Oh, and many of you will pay taxes to help out state governments that are among those facing a collective $5 trillion in unfunded liabilities, mostly from unfunded promises made to government retirees.

 

You’ll even be expected to pay for the health care of older Americans with your higher health-care premiums under the Affordable Care Act, just so older people get to pay less. So considerate of you.

 

President Obama isn’t to blame for all of this (except for the higher health-care premiums and the vanishing of unpaid internships). Most of these destructive policies began long before the current administration. Protecting the entrenched interests of the old at the expense of the young is getting to be a U.S. tradition.

 

AARP, originally the American Association of Retired Persons, spent $25 million on lobbying in the 2012 presidential-election cycle and more than $16 million for the 2014 midterms.

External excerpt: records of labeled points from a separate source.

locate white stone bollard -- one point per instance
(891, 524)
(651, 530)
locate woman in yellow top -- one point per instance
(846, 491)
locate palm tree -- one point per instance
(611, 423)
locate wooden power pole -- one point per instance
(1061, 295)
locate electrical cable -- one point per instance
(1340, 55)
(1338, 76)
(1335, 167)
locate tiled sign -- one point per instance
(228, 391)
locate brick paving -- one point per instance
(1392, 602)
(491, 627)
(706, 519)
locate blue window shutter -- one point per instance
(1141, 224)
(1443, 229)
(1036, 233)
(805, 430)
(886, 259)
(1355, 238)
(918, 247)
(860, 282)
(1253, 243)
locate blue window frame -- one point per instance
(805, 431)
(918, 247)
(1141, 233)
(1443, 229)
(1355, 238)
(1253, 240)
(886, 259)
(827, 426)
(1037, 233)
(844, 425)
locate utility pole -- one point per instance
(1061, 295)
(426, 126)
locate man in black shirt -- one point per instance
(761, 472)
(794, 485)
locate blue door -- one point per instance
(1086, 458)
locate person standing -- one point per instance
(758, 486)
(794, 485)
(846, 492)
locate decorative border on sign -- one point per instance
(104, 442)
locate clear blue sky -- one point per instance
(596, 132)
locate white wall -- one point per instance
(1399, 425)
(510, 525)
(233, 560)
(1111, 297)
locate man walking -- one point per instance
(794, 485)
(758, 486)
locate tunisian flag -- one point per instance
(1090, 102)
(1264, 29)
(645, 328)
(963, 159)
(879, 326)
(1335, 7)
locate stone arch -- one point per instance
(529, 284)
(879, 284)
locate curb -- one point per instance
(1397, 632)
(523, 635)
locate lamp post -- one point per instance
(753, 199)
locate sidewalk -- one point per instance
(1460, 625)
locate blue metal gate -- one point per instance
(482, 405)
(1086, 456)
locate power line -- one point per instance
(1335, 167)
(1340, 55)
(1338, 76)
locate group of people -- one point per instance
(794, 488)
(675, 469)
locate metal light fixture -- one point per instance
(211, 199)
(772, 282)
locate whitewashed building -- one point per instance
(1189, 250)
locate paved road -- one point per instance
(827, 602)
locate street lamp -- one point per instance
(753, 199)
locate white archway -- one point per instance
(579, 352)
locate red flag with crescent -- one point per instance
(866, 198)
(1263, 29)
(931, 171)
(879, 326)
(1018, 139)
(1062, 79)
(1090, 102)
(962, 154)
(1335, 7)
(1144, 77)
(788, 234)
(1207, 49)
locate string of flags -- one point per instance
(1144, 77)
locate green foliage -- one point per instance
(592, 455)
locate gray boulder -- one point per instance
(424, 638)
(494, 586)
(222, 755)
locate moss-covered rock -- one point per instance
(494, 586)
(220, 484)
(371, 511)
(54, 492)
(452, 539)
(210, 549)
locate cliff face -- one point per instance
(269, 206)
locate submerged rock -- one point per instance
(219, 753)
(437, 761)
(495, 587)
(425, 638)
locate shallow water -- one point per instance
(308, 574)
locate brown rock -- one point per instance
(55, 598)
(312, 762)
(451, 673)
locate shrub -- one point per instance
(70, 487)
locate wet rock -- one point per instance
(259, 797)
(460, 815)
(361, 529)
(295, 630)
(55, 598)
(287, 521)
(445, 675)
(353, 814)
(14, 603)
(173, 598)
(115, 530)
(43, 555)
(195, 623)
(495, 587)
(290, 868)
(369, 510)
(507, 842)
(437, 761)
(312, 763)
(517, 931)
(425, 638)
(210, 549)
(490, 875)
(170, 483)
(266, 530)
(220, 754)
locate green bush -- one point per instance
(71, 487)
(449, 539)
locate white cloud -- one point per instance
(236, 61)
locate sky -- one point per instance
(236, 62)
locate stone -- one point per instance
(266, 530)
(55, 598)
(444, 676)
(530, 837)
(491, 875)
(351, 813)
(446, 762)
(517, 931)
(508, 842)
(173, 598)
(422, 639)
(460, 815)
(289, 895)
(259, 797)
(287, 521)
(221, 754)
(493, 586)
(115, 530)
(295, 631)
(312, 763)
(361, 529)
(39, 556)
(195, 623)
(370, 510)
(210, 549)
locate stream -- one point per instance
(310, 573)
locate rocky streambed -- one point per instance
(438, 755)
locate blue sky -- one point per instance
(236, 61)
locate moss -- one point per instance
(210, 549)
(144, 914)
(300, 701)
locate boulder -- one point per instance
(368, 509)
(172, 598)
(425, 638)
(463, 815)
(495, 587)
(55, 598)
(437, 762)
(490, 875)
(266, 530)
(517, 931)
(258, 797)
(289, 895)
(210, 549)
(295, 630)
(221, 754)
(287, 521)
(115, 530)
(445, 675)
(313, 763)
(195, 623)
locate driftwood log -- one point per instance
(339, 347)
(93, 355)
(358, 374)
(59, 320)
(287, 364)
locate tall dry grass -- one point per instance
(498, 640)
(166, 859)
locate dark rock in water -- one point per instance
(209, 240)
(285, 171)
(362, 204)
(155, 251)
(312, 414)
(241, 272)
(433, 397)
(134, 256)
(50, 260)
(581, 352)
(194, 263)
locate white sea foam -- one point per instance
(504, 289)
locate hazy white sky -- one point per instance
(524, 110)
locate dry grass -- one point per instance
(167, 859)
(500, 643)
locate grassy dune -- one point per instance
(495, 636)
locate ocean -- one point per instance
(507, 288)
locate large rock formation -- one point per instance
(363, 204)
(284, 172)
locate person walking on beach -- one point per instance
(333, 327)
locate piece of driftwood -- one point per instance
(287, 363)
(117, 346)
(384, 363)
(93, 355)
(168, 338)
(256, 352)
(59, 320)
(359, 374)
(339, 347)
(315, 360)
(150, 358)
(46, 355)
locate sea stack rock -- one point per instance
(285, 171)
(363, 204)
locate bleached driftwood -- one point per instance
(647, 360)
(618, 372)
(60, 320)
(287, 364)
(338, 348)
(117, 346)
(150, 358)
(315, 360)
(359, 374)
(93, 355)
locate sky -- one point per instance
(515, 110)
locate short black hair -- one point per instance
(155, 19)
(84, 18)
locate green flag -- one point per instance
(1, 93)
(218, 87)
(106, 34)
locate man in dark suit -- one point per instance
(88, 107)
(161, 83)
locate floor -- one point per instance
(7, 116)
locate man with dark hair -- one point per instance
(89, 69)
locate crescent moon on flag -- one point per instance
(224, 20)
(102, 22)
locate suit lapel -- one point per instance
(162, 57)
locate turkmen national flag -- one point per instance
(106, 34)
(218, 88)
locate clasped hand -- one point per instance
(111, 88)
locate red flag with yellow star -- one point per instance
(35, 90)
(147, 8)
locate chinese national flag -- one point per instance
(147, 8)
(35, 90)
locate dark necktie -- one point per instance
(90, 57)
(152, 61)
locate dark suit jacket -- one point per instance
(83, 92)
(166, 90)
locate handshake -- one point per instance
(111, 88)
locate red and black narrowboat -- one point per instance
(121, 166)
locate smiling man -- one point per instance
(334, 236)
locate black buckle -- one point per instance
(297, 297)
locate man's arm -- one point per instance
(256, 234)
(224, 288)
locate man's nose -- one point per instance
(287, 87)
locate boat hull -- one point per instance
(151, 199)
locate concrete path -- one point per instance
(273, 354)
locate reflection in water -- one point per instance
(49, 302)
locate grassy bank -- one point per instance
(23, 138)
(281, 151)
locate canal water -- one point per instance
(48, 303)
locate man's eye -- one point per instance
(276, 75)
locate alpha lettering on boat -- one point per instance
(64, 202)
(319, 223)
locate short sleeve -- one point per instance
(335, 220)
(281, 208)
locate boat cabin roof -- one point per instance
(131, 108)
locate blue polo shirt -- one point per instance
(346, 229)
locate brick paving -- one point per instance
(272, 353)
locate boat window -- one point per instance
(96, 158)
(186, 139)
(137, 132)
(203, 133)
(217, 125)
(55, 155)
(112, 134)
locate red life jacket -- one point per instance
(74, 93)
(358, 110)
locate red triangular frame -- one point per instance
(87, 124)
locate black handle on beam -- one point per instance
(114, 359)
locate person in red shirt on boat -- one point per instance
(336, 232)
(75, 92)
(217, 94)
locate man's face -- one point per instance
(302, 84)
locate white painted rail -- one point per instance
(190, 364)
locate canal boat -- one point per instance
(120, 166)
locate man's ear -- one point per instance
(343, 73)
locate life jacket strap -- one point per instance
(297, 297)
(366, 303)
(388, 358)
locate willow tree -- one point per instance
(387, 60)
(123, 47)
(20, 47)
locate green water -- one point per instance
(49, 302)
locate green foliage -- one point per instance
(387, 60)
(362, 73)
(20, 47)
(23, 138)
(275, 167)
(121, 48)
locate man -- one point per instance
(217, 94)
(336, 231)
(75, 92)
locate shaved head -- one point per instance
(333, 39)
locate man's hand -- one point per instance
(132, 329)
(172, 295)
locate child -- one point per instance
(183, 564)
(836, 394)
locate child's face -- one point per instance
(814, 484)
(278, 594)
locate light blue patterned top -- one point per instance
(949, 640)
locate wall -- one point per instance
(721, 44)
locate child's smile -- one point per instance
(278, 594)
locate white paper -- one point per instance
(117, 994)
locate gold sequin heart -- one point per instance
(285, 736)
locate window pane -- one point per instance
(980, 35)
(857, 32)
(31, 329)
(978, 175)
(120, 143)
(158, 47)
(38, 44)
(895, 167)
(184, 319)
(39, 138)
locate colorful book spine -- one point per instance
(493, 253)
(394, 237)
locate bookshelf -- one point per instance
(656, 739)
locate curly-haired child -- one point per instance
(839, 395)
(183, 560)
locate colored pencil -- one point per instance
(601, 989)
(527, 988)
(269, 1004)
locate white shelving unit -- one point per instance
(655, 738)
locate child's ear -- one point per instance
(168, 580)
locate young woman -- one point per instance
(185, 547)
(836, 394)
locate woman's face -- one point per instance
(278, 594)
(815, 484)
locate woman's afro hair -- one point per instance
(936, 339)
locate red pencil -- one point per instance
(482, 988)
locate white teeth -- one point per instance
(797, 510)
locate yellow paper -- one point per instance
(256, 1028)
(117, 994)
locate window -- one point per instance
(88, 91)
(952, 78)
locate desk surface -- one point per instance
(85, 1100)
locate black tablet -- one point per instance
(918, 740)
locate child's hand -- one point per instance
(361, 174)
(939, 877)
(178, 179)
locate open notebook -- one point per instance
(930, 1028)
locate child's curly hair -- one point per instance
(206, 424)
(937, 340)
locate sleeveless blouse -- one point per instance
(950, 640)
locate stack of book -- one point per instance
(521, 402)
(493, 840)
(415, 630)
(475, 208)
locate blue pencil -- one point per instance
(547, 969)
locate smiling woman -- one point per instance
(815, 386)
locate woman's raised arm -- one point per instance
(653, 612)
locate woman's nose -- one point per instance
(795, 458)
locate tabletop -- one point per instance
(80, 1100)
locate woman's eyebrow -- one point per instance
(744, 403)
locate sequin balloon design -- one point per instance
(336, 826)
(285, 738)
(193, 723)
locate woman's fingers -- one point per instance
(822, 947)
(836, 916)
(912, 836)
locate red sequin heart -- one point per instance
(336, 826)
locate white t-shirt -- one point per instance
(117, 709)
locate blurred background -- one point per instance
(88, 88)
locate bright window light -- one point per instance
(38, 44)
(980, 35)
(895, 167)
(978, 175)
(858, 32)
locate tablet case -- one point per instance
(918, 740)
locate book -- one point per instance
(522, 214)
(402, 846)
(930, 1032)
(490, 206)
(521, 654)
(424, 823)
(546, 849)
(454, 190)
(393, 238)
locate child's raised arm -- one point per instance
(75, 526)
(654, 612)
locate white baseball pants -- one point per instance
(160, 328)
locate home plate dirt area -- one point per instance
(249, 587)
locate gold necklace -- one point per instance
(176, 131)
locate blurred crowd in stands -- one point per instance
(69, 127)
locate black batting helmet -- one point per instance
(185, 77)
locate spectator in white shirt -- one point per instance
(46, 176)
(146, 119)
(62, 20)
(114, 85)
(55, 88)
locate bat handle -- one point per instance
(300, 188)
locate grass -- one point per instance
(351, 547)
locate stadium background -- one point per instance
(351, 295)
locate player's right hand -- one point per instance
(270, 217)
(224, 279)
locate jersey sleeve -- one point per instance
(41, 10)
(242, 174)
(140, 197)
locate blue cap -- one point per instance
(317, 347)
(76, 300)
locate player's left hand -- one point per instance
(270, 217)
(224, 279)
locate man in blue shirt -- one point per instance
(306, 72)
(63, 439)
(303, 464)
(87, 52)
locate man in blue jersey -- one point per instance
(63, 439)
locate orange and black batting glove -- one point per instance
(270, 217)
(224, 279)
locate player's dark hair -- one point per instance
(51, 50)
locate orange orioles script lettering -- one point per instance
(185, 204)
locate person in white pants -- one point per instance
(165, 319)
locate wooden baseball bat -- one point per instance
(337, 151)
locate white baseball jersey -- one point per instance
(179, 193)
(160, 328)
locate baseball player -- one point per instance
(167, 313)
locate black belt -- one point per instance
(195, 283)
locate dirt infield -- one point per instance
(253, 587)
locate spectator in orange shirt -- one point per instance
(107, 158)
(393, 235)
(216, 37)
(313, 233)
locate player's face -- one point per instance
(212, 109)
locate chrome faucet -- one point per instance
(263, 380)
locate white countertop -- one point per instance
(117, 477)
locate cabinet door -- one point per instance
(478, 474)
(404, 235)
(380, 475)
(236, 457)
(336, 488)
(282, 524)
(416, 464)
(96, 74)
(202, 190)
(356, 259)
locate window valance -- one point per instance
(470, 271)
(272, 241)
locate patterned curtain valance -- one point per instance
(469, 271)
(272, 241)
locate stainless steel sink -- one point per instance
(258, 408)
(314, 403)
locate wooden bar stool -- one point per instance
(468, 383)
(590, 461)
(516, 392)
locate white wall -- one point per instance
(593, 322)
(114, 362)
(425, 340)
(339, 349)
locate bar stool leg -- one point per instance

AARP consistently ranks in the top 1% of lobbyist spending tracked by the Center for Responsive Politics.

 

With the extra time many of you will have on your hands after graduation, you might want to consider starting your own group to put pressure on Washington to change its ways: the American Association of Young Persons.